New legislation, public awareness and telemedicine
One possible solution to the problem of rural abortion access may lie in the scope of practice laws discussed above, which McLain says “would be really helpful.” In California, nurse practitioners, certified nurse midwives, and physician assistants are allowed to perform both medical and surgical abortions after completing specialized training. A Hawaiian lawmaker just introduced a similar bill, and several other states allow non-physicians to perform abortions.
Griffith relates that the Montana legislature has pointedly attacked another possible solution, telemedicine, which allows patients to receive medical abortions remotely, with a doctor providing video counseling for a patient who receives medication at a rural clinic. In Iowa, the availability of telemedicine abortion created a clear sea change in the abortion landscape: Even as abortions fell in line with national trends, more patients received medical abortions, more patients received treatment prior to 13 weeks and more patients in far-flung areas were able to access abortions. Research in Alaska also highlighted the increased access it offered to rural patients.
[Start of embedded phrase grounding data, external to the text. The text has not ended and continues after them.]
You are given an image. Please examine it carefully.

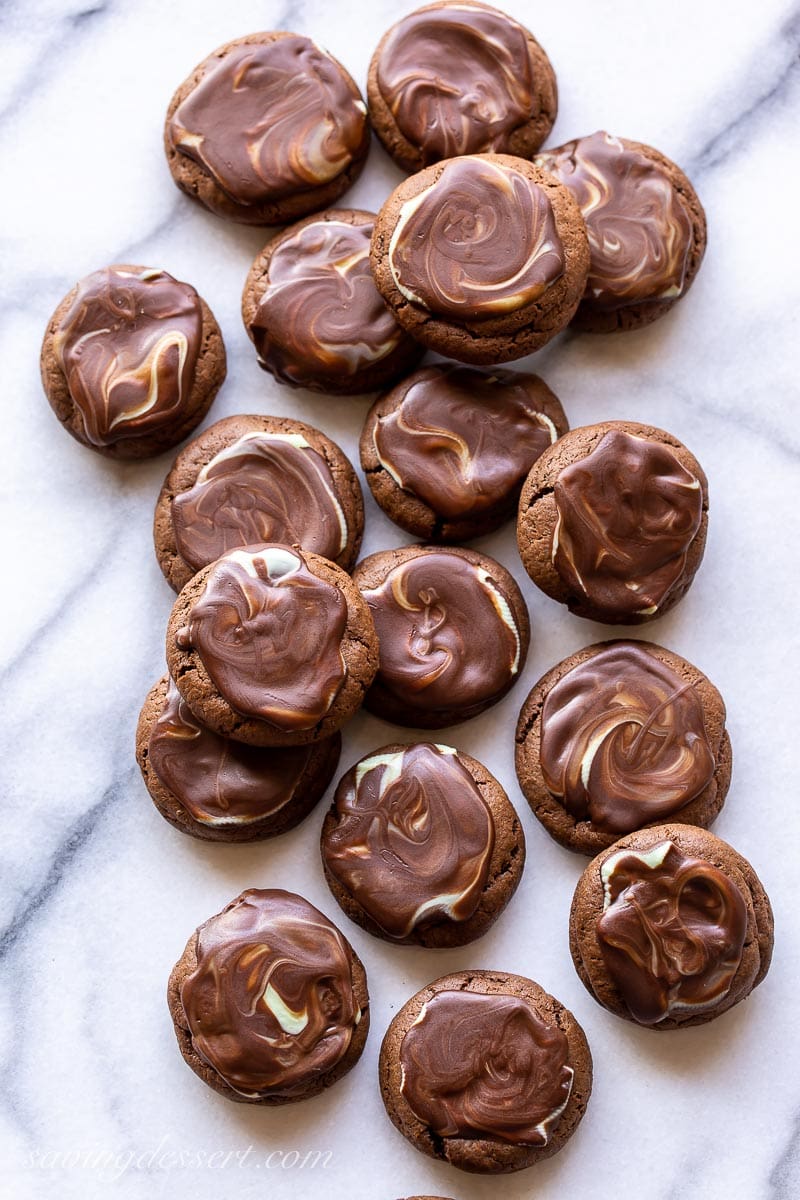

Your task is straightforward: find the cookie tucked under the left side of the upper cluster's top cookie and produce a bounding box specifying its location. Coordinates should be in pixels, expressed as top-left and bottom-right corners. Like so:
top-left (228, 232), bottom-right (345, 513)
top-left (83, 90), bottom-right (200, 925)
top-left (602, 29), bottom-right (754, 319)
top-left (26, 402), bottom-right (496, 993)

top-left (242, 209), bottom-right (423, 396)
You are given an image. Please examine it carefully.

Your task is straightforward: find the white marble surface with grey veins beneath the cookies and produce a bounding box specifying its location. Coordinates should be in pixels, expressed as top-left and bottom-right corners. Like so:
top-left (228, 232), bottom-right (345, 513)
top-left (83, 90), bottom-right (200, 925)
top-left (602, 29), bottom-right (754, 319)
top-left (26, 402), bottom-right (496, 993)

top-left (0, 0), bottom-right (800, 1200)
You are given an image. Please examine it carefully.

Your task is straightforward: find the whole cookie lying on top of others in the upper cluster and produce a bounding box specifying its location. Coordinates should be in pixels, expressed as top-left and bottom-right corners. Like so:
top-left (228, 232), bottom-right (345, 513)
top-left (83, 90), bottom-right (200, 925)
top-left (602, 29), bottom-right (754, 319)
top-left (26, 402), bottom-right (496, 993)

top-left (372, 155), bottom-right (589, 364)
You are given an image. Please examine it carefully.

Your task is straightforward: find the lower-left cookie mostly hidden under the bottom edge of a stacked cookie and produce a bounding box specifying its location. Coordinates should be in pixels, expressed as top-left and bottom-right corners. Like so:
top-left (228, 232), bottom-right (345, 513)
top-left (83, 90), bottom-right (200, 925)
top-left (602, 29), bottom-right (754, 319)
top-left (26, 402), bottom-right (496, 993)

top-left (136, 676), bottom-right (342, 841)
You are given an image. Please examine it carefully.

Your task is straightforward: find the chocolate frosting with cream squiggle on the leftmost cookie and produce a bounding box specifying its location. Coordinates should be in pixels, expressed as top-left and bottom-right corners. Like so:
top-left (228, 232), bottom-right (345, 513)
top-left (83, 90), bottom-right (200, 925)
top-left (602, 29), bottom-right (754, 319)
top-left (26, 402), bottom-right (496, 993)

top-left (54, 266), bottom-right (203, 446)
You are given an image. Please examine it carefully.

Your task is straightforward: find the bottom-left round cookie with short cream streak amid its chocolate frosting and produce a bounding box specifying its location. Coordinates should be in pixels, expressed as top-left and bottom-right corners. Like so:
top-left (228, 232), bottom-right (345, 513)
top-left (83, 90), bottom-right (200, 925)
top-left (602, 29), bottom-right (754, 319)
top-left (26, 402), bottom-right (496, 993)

top-left (167, 888), bottom-right (369, 1105)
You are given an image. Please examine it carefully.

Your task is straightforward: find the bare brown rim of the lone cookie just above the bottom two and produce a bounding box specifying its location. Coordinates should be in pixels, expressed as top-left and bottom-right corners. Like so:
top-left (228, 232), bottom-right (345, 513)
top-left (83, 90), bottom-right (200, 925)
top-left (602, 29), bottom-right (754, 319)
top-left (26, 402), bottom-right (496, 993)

top-left (321, 743), bottom-right (525, 949)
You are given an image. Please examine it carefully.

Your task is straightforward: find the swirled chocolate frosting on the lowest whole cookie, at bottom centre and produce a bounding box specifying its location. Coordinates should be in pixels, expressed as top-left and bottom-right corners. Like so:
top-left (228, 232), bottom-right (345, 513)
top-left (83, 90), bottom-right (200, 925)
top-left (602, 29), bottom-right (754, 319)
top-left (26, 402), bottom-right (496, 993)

top-left (399, 991), bottom-right (573, 1146)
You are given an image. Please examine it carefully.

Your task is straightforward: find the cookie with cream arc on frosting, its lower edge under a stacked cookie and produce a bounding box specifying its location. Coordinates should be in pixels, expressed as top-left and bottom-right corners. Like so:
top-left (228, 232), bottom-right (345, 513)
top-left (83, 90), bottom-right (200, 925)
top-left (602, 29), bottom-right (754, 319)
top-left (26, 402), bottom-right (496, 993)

top-left (154, 416), bottom-right (363, 592)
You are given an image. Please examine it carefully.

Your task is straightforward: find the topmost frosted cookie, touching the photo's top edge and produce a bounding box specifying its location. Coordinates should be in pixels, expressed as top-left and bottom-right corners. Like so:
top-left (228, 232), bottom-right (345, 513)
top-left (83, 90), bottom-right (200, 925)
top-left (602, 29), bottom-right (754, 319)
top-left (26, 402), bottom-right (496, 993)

top-left (367, 0), bottom-right (558, 172)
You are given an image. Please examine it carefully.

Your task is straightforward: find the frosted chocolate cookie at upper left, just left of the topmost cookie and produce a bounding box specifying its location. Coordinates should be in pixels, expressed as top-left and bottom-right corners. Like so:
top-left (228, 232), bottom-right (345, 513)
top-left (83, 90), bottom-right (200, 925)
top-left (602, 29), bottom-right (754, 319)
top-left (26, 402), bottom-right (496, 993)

top-left (164, 32), bottom-right (369, 226)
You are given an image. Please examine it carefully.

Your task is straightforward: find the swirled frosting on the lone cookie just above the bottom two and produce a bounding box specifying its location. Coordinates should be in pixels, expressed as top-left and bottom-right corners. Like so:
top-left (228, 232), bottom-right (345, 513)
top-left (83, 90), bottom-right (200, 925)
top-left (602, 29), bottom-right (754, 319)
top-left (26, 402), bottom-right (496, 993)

top-left (323, 743), bottom-right (494, 937)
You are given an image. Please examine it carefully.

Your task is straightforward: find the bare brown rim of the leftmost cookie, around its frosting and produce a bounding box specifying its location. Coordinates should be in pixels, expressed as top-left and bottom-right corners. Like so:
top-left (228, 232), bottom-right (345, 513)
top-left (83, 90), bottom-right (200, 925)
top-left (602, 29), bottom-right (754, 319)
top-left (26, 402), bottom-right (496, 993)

top-left (40, 263), bottom-right (227, 460)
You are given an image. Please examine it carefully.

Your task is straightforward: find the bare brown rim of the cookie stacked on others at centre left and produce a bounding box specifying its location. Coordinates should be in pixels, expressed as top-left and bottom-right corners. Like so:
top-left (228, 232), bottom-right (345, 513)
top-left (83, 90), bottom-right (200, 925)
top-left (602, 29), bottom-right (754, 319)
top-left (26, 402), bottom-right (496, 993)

top-left (167, 551), bottom-right (378, 746)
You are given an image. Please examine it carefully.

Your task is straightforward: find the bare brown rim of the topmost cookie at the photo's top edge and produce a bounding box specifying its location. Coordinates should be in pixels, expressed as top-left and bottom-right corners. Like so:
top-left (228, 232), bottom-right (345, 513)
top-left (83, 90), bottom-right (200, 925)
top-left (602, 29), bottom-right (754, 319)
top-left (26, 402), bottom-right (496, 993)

top-left (367, 0), bottom-right (558, 174)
ACOG supports telemedicine abortion, calling it “safe and effective,” and it’s been a success in Maine and Minnesota. Maine, with a highly rural population, is perhaps the best illustrator of the benefits of telemedicine options. Eighteen states, however, have moved to ban it or limit access, according to Rewire, with laws requiring a doctor to be present to supervise.
The work of people like Griffith, Carroll, and McLain highlights the fact that in rural America, people have been fighting to protect abortion access for a very long time, including in red states. They’re advocating with legislatures, providing abortion referral services, running abortion funds and doing public outreach. They’re often unseen, says Griffith, who notes that a growing awareness of these issues after the election led many to realize how much work people were doing behind the scenes.
“Our goal,” Griffith jokes, “is to put ourselves out of a job.” He may want to hold off on making any major retirement plans just yet.